そして、木質ペレットなどはミルで粉末にしてボイラーで燃やすという仕組みだ。JERAによると、今回の火元はバンカーとみられていて、爆発があった時には木質ペレットが入っていたという。

木質ペレットは、細かくした木材を固めた「木質バイオマス燃料」だ。

木は成長の過程で二酸化炭素を吸収するため、燃やす際にCO2が出ても実質的な排出量はプラスマイナスゼロということで“環境に優しい”とされ、全国で導入が進んでる。
相次ぐ“木質バイオマス”発電所の火災
拡大の一方で、木質バイオマス燃料を扱う発電所で火事が相次いでいる。
今回事故があった武豊火力発電所では、2022年8月と9月、2023年1月と3度もボヤ騒ぎが起きている。JERAによると、いずれも木質ペレットの粉に着火したことが原因とみられるということだ。
全国のバイオマス発電所では2019年以降、火災や発煙事故が13件に上っている。

なぜ事故が相次ぐのか、専門家に聞いた。エネルギー経済社会研究所の松尾豪代表によると、木質ペレットが関係する爆発が起きる原因は2つあるという。
一つが『ガス爆発』で、木質ペレットが発酵する過程で生じたガスに引火して爆発するというもの。
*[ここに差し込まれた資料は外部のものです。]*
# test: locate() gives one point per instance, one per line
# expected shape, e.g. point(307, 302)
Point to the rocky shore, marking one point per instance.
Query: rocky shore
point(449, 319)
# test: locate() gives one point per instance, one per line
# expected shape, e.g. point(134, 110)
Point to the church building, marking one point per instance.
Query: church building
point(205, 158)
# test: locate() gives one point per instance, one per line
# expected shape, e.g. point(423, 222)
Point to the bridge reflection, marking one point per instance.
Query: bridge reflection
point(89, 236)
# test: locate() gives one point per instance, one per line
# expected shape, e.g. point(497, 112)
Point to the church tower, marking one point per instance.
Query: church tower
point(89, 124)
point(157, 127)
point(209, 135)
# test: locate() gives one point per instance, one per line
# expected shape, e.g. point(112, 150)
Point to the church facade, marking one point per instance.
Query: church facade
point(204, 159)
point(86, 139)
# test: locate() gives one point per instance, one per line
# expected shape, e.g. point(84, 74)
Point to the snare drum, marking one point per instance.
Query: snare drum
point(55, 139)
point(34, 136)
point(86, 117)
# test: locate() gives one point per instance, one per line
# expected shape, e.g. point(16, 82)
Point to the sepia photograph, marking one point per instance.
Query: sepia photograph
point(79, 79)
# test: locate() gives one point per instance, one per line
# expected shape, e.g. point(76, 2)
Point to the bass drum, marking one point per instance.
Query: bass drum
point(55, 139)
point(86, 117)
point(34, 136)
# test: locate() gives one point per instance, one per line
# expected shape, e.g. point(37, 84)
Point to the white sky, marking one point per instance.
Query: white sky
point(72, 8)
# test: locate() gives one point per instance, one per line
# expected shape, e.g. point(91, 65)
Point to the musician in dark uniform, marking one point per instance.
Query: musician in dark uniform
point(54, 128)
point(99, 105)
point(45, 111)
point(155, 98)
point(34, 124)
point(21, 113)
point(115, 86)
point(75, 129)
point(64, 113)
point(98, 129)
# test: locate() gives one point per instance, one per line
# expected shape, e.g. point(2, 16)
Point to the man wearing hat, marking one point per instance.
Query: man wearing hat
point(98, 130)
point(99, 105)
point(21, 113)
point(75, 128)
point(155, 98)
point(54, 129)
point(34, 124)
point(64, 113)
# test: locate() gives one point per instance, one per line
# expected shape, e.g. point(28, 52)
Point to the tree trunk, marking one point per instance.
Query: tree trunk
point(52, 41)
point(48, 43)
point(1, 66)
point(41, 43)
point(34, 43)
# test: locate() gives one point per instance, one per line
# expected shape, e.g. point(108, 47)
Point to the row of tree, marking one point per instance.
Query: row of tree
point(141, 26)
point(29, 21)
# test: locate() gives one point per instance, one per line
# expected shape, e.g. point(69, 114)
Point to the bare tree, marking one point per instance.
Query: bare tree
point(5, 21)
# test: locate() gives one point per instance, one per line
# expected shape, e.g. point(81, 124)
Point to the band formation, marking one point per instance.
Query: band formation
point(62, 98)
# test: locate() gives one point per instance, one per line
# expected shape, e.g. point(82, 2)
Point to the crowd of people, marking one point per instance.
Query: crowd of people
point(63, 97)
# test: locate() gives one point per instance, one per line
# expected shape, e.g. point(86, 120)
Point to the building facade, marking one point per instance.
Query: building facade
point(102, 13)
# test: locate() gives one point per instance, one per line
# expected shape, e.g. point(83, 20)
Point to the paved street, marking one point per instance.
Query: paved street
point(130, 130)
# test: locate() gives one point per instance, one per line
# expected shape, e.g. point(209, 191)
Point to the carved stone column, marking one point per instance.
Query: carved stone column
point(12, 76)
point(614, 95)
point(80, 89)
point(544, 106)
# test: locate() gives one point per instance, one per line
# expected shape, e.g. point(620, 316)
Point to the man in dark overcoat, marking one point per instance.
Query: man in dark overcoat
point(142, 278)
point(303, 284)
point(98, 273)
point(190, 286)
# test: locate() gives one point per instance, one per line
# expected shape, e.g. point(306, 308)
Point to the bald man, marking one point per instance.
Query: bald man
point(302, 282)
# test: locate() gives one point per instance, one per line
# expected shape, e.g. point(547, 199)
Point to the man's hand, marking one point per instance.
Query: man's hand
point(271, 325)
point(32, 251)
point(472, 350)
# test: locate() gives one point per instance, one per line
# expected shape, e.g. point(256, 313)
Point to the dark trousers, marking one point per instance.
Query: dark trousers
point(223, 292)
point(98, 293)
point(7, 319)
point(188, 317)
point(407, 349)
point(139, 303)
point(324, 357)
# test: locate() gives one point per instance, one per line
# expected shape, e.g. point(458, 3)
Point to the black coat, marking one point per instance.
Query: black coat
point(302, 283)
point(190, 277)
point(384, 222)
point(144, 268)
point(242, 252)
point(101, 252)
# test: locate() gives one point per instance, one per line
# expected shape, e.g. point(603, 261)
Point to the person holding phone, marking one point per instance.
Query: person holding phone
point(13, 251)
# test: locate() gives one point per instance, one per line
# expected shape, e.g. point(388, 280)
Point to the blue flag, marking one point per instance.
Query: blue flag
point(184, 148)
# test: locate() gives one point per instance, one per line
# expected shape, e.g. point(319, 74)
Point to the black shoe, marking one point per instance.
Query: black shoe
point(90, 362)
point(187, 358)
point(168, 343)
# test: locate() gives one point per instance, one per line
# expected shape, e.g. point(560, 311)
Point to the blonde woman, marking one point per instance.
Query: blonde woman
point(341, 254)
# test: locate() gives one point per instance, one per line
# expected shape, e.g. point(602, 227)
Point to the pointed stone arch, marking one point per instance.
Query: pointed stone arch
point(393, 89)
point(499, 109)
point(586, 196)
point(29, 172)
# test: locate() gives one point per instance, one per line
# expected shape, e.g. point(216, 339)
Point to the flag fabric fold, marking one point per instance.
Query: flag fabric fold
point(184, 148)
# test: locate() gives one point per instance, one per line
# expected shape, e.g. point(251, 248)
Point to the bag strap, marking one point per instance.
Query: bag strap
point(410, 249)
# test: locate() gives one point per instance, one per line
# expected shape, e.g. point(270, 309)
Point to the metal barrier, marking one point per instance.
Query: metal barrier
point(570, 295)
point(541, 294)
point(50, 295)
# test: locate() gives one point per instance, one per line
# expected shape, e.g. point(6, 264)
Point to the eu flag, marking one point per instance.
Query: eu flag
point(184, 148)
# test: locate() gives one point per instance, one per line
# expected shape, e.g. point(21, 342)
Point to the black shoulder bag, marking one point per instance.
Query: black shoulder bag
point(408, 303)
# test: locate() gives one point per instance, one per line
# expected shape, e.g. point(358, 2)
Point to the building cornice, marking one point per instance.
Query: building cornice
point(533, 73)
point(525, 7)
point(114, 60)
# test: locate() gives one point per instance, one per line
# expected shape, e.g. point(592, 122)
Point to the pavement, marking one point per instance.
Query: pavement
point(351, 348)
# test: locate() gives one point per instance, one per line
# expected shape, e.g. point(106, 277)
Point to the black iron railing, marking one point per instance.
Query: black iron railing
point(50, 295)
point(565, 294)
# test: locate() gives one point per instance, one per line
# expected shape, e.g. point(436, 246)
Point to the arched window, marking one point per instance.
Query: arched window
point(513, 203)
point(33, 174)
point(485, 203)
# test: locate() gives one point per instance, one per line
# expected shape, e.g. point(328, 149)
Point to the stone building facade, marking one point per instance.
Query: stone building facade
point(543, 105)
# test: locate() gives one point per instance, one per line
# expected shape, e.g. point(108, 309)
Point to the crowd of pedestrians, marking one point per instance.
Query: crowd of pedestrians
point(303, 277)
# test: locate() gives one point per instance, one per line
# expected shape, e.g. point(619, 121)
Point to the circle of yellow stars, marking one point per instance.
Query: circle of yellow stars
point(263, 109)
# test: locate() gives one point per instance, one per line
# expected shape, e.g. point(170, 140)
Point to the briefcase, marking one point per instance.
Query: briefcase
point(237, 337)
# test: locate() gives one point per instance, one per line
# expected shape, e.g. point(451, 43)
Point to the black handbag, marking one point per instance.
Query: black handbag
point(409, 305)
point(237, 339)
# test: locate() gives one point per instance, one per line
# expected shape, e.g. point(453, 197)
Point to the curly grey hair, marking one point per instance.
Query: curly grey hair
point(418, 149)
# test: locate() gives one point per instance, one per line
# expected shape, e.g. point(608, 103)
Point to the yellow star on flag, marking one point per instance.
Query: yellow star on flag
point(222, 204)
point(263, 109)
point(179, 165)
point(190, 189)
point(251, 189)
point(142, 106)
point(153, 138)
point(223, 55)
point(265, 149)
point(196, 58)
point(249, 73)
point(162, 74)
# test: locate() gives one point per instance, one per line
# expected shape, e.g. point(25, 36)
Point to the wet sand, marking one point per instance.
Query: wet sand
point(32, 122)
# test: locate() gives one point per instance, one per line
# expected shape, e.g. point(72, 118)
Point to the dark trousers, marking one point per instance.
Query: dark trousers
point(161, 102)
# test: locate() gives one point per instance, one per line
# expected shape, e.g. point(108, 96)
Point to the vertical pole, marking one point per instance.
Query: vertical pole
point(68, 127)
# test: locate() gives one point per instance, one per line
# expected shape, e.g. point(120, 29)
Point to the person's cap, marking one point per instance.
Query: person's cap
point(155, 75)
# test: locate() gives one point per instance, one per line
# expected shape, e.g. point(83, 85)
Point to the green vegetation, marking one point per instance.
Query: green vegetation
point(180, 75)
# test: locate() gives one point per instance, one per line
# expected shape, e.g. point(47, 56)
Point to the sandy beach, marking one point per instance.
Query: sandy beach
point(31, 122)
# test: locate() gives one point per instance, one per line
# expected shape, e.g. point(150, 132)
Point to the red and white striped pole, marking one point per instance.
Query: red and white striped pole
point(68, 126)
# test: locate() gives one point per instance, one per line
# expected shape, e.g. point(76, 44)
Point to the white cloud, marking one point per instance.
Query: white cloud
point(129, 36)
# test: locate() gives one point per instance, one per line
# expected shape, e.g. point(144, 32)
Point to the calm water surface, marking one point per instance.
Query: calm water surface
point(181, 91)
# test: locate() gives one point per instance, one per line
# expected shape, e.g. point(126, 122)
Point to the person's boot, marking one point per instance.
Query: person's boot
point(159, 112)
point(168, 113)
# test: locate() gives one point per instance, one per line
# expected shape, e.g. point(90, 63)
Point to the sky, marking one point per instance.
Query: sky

もう一つが『粉じん爆発』で、ペレットの粉が空中に舞い、何かのきっかけで引火してしまうことも考えられるということだ。

その上で、どうすれば事故を防げるのかについては、「燃料が木材なので生もの。自然発酵などをしてしまうので、期限を区切って管理するなどの対策が必要」と指摘している。